# CARB intake?



## thispecialk (Dec 22, 2008)

okay quick question guys beside K&n intake wat else is CARB approve? i was looking at AEM all it says is 50 state legal does this mean its carb approve? on the k&n it say carb approve and 50 state.


----------



## Rukee (Feb 8, 2007)

Why would you want to ditch the fuel injection for a carb?

..or does CARB stand for something else??


----------



## alsgto04 (Nov 21, 2007)

Rukee said:


> Why would you want to ditch the fuel injection for a carb?
> 
> ..or does CARB stand for something else??


:agree carb?


----------



## thispecialk (Dec 22, 2008)

carb legal is that california law about smogging test


----------



## thispecialk (Dec 22, 2008)

CARB = California Air Resources Board


----------



## Aramz06 (Mar 2, 2008)

thispecialk said:


> CARB = California Air Resources Board


LOL okay I get it now. 
I'm sure AEM brute force intake is "CARB" legal. You can go with Lingenfelter intake also.

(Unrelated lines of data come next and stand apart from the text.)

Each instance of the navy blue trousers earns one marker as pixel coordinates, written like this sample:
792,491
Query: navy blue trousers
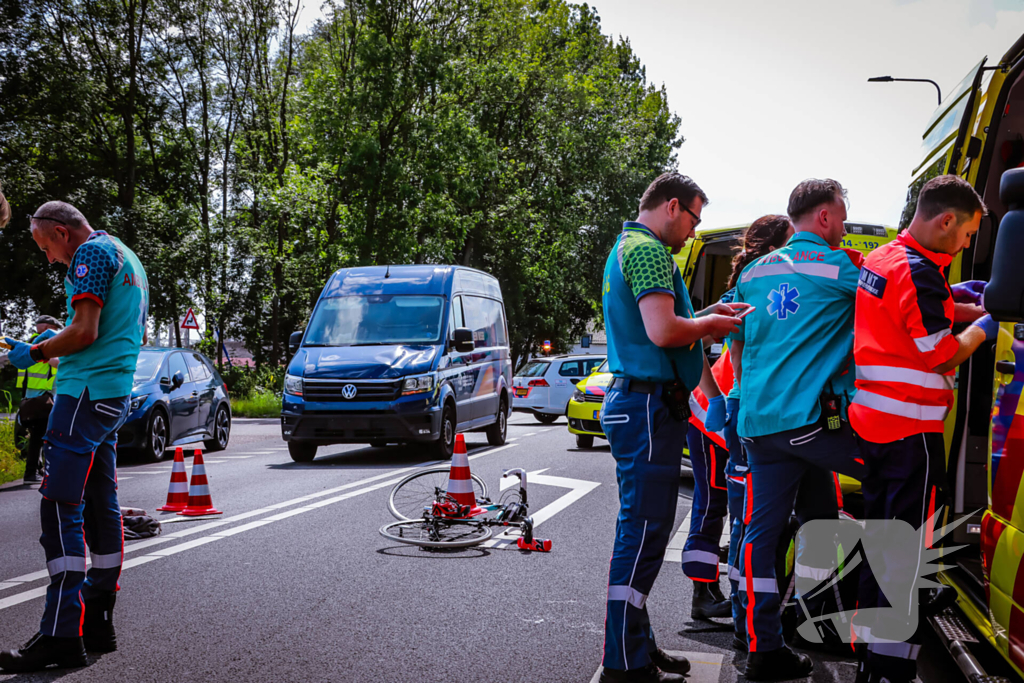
647,445
711,503
80,507
780,465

K&N is a popular one with everyone, but it really makes no difference which brand you take... I guess go with whatever looks best when you pop the latch.


----------



## thispecialk (Dec 22, 2008)

i wanted aem cause its nice looking then again i saw volant plus 18 hp but as far is carb i only see k&n so i might go with them and get the typhoon so i got some shine under the hood


----------



## B-ville Goat (Oct 5, 2008)

If they claim 50 state legal, it has to be CARB approved.


----------



## thispecialk (Dec 22, 2008)

does anyone know if volant is 50 state legal i cant find the answer anywhere i tried calling but i guess there off on friday sautrday and sun


----------